Paper detail

Calibrating and Stabilizing Spectropolarimeters with Charge Shuffling and Daytime Sky Measurements

Well-calibrated spectropolarimetry studies at resolutions of $R>$10,000 with signal-to-noise ratios (SNRs) better than 0.01\% across individual line profiles, are becoming common with larger aperture telescopes. Spectropolarimetric studies require high SNR observations and are often limited by instrument systematic errors. As an example, fiber-fed spectropolarimeters combined with advanced line-combination algorithms can reach statistical error limits of 0.001\% in measurements of spectral line profiles referenced to the continuum. Calibration of such observations is often required both for cross-talk and for continuum polarization.
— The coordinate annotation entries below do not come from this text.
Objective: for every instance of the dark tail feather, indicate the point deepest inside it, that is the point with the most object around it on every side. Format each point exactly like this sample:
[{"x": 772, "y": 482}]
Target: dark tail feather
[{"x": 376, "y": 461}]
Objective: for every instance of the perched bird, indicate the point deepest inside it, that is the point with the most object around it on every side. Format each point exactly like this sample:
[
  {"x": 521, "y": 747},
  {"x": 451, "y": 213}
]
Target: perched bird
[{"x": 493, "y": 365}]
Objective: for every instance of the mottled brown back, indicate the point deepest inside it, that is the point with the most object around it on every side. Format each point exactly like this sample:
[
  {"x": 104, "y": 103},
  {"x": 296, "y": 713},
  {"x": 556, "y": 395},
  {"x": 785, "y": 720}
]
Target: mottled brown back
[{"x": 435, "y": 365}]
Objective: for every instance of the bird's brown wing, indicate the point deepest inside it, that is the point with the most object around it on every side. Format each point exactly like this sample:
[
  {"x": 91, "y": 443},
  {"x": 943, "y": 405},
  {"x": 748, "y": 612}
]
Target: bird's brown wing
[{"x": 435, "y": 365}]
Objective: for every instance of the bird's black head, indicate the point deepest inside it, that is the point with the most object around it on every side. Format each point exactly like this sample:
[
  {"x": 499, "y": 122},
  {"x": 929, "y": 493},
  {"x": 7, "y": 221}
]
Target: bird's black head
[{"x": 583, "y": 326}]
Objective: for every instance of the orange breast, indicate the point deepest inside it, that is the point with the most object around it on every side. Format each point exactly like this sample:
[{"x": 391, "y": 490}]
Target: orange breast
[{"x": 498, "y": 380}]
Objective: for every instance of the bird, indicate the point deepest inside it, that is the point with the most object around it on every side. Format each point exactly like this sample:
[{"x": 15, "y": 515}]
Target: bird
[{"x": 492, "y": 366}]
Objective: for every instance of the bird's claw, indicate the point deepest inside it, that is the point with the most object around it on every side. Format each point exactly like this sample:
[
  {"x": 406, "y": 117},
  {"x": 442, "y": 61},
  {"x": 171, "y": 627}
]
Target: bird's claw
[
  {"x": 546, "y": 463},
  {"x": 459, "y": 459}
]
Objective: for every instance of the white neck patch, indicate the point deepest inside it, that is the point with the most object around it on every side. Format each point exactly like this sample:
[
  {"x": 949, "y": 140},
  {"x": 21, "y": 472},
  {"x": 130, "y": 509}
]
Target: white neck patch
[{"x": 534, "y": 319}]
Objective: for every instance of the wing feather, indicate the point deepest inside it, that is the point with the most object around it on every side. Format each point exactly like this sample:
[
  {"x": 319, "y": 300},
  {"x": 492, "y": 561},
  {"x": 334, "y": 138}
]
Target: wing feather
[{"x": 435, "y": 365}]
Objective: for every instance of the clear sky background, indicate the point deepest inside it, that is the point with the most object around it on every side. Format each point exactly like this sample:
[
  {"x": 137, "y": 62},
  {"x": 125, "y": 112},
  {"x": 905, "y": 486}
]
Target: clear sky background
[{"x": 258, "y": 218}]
This is not straightforward since telescope cross-talk errors are rarely less than $\sim$1\%. In solar instruments like the Daniel K. Inouye Solar Telescope (DKIST), much more stringent calibration is required and the telescope optical design contains substantial intrinsic polarization artifacts. This paper describes some generally useful techniques we have applied to the HiVIS spectropolarimeter at the 3.7m AEOS telescope on Haleakala. HiVIS now yields accurate polarized spectral line profiles that are shot-noise limited to 0.01\% SNR levels at our full spectral resolution of 10,000 at spectral sampling of $\sim$100,000. We show line profiles with absolute spectropolarimetric calibration for cross-talk and continuum polarization in a system with polarization cross-talk levels of essentially 100\%. In these data the continuum polarization can be recovered to one percent accuracy because of synchronized charge-shuffling model now working with our CCD detector. These techniques can be applied to other spectropolarimeters on other telescopes for both night and day-time applications such as DKIST, TMT and ELT which have folded non-axially symmetric foci.